This working paper presents the results of a survey on the use of Integrated Urban Models in the Nordic countries carried out by Nordregio’s researchers (with preparatory support from WSP Analysis and Strategy). It reveals that the use of models is limited in the Nordic countries and provides an account of the underlying reasons why, despite the potential benefits they offer, models aren’t more widely used.
Integrated urban models (IUMs) can help us gain a better understanding of urban dynamics by creating simplified future scenarios that can be manipulated through simulation. They enable virtual experimentation, allowing the potential impact of new infrastructure, technologies or policies to be determined, which can support strategic planning. Models can also act as powerful tools for facilitating participatory, collaborative decision-making. The visual outputs provide a series of “what if” scenarios, dependant on the strategic policy decisions that are made.
The aim of the survey was to learn more about the use of integrated urban modelling tools by Nordic authorities through the following questions:
- To what extent are integrated urban models being used by Nordic planning authorities?
- What are the basic technical details of the models being used?
- How are these models developed, implemented and used as planning support systems?
The survey revealed that only six out of the 50 responding local and regional authorities use truly integrated models, by which we mean models that provide urban development forecasts dependent on chosen planning strategies integrating multiple environmental, social and economic variables. Simpler models focusing on single sets of data and GIS-based models are however used by the vast majority of respondents.
The low number of users of integrated models appears to be due to a lack of awareness of their uses and benefits, which makes it important that new information be communicated to planners and policymakers efficiently. Additional factors acting as barriers to the use of integrated models are the lack of in house expertise in these oftentimes complex models, their high costs, the small size of many municipalities and the lack of access to necessary data.

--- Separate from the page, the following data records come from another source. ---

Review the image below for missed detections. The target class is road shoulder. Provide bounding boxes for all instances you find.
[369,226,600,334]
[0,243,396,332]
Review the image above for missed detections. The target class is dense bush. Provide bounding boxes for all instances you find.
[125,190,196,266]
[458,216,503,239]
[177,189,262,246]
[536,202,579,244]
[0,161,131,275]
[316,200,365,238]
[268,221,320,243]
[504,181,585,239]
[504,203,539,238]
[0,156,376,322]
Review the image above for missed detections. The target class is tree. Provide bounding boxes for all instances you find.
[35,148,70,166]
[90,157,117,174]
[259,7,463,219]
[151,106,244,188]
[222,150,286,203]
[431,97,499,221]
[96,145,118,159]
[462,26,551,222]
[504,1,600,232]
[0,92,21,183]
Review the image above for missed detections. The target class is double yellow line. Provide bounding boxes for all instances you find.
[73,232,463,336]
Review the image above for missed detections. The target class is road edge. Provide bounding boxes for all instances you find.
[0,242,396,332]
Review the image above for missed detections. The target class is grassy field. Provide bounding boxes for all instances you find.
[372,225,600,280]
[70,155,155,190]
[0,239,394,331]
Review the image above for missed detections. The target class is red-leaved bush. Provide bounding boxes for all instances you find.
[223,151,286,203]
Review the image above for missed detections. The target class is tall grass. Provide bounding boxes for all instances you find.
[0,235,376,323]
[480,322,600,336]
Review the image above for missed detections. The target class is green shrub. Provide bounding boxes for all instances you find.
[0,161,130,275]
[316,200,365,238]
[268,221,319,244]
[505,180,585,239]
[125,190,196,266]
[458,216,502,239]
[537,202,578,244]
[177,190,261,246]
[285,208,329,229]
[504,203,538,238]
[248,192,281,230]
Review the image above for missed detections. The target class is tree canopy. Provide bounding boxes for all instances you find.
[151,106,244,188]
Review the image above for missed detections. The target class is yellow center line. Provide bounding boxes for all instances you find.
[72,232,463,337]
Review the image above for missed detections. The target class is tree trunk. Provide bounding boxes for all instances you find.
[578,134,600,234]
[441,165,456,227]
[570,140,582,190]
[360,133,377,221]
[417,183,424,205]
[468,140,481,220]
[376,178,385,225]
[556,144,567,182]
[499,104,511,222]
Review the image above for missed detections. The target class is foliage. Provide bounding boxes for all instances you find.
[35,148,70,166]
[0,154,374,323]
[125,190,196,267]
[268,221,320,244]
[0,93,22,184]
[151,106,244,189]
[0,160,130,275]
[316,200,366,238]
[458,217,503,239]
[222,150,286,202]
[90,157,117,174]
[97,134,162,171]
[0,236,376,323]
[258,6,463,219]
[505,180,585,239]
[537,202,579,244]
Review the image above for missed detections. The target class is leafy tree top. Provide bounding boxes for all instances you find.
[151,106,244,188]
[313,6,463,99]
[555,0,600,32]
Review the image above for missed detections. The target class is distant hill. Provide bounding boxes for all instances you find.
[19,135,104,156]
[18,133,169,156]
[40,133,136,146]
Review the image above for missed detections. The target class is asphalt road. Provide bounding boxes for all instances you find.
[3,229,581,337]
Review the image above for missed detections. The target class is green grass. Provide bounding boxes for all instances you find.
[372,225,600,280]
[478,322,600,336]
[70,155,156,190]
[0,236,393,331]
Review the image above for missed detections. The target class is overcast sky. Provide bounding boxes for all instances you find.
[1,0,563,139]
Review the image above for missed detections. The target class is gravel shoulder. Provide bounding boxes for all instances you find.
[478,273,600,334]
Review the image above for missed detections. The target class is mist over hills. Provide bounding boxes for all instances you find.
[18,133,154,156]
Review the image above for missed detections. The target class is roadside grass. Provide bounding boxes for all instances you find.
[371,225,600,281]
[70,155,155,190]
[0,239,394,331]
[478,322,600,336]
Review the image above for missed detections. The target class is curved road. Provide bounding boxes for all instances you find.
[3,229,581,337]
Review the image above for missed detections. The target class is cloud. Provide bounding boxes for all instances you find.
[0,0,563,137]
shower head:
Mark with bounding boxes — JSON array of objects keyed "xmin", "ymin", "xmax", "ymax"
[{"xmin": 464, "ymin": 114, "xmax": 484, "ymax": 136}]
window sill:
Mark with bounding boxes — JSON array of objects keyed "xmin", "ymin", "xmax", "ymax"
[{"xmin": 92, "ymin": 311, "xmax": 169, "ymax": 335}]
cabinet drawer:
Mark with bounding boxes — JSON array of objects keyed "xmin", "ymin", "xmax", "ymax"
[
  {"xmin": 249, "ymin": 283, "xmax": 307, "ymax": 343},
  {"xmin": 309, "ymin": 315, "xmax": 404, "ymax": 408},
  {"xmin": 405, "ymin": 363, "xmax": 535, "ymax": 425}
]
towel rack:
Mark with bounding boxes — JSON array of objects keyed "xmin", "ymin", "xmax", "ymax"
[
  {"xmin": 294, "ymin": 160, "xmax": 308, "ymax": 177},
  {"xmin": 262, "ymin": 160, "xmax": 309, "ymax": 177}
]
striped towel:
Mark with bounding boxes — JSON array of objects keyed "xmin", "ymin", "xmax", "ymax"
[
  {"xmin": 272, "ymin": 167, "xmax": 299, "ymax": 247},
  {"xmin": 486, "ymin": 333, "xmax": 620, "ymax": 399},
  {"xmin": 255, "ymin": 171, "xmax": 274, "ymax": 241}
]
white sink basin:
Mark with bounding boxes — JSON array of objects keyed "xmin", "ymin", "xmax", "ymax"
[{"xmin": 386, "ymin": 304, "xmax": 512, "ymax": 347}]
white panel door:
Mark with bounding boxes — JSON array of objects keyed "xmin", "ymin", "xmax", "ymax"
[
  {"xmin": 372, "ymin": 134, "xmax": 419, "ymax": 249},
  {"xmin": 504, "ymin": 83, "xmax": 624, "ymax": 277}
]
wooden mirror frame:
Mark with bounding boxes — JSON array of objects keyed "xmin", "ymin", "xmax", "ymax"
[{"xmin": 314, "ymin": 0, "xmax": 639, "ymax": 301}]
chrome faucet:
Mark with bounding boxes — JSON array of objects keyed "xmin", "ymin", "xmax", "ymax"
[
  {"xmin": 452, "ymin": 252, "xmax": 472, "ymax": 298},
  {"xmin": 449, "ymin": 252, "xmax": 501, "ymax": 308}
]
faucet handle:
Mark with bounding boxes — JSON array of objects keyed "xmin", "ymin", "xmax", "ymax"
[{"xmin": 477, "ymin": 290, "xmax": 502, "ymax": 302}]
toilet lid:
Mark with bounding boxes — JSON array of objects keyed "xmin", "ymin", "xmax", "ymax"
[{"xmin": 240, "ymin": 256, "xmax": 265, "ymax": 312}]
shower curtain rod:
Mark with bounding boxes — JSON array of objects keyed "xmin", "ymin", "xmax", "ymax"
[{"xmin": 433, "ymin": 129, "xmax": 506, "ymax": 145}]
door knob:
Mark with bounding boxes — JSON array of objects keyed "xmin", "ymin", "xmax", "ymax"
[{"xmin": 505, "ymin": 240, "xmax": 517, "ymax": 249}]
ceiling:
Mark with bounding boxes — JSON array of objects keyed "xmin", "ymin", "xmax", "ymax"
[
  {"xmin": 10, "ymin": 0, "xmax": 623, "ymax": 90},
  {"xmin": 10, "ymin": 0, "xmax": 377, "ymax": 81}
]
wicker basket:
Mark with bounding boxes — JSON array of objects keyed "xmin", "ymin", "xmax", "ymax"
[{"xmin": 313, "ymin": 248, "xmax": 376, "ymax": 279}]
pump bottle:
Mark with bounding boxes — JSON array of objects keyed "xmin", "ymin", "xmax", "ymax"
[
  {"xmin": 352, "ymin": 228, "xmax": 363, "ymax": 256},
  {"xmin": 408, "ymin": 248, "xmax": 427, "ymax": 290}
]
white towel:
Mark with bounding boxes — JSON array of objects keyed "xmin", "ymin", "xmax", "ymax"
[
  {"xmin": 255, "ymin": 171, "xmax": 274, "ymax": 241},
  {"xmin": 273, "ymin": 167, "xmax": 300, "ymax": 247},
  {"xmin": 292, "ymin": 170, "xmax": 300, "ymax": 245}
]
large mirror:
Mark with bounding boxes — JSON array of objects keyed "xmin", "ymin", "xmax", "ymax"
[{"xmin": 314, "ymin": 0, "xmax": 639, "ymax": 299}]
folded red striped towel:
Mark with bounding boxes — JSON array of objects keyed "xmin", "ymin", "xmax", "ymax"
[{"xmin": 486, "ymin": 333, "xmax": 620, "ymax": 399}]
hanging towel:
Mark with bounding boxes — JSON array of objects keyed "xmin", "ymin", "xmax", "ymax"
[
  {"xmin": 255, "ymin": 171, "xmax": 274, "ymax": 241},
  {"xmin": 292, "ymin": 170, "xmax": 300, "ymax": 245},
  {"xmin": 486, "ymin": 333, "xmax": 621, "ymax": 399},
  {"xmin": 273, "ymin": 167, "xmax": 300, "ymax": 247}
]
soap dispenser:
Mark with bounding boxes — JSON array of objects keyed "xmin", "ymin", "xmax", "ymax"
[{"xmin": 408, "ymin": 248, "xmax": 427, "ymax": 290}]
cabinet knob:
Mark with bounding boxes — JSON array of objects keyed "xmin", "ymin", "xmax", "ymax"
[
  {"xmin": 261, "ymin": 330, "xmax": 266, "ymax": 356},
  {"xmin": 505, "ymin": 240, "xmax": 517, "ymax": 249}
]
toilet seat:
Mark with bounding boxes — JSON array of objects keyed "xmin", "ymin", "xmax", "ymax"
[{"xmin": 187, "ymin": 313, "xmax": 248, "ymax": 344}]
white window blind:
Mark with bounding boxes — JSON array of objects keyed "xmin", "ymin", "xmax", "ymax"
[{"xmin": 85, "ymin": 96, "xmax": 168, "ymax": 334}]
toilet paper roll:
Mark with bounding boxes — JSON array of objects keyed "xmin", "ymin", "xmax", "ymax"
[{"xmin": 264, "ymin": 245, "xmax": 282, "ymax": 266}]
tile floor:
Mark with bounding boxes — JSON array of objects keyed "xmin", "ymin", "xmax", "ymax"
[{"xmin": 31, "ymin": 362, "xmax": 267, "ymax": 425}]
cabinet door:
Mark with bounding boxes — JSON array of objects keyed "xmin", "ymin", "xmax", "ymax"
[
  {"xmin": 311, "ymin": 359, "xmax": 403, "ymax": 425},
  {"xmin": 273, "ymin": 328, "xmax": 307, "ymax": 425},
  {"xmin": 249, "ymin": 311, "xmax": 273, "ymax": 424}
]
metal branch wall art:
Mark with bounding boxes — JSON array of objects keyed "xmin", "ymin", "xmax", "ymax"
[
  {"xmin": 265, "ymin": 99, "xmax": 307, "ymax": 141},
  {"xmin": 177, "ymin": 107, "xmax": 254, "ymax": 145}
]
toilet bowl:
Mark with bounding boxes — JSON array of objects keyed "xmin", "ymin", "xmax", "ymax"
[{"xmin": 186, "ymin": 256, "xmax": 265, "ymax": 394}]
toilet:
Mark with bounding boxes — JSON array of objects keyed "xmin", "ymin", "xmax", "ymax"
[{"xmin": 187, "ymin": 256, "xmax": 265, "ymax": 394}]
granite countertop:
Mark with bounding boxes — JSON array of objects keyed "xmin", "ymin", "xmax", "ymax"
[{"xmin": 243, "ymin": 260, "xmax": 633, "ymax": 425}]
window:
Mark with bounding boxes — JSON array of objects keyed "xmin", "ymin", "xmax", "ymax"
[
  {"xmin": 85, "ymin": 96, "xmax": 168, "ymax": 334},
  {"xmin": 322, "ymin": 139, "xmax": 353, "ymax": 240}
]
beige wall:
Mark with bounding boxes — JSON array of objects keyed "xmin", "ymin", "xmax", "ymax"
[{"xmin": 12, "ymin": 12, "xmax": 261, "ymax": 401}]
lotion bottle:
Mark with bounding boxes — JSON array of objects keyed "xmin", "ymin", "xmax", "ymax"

Analysis of the responses did however point to a high degree of collaboration when it comes to the development and implementation of models, both between municipalities and between municipalities and regional authorities. This offers the potential of viewing models as a means to further cooperation across administrative borders around a future planning project. Indeed, this would tap into the models’ most important contribution: the provision of visual representations of alternative planning strategies. These maps can then be used as a basis for discussion and decision-making with involved stakeholders and devising planning strategies that integrate multiple variables.